A door hissed open and Julie emerged from the bedroom. She was naked, and she looked angry. “Well, well. The prodigal is home. Decided to come visit the family for a change?”

“Don’t start, Julie.”

“Don’t start what?”

“Look, I know I haven’t been home much lately—”

“I know that too.” She ran a hand through her short hair. “Look, Marine, I’m having sex with Eric, so give us some privacy. Fix yourself dinner. When Don and Cal get home, we need to talk, the five of us.”

“What do you—”

But she’d already turned away and padded back into the bedroom.

Damn.

It had been a few days since he’d come home. How long? He pulled a quick check of his personal calendar, and saw the answer. Eight days.

Damn it, Julie knew the score. When a new recruit company started up, he spent all of his time with the company, at least for the first few weeks. After that, he shared the duty with the other DIs, sleeping in the DI shack, or in one of the senior NCO quads across the grinder one night out of four. But even late in the training regime, there were particular times when it was important that he be there. This past week had been the last week for the recruits of 4102 in naked time, without their civilian headware, a time when lots of them came close to cracking. He needed to be there, to see them through. He’d almost stayed over tonight as well, but Corrolly had insisted that he and Amanate could handle things.

He wished he’d stayed.

Julie’s flat statement about a family meeting probably meant an ultimatum, and that probably meant a formal request that he move back into the BOQ, the Bachelor Officers’ Quarters.

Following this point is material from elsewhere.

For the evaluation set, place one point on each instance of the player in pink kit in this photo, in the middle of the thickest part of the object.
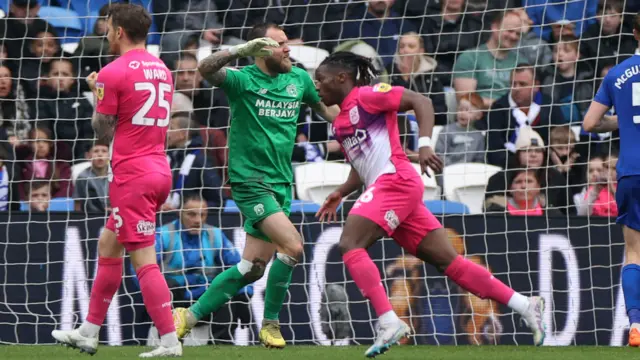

In other words, a divorce.

It had been coming for a long time. He knew she’d been wanting to talk to him about the marriage, and his part in it, for a long time, but he’d been hoping to postpone it, at least until after 4102 had graduated. Damn it, he didn’t have time for this nonsense, for all this sturm und drang, and Julie ought to know that. He didn’t have the emotional stamina to deal with it now, either. There was just too much on his plate. Angry, he walked into the kitchen unit and punched up a meal.

Warhurst was the most recent addition to the Tamalyn-Danner line marriage, having been invited in by Julie just fifteen months ago. Like many Corps weddings taking place on Mars, the vows had been declared, posted, and celebrated at Garroway Hall, at Cydonia, and half of RTC command had attended.

Marriages outside the Corps were discouraged. Not forbidden … but discouraged. A Marine might be at any given duty station for a year or two, but then he or she might be deployed across a hundred light-years, or end up on board a Navy ship plying a slow run between stargates. The routine played merry hell with traditional relationships.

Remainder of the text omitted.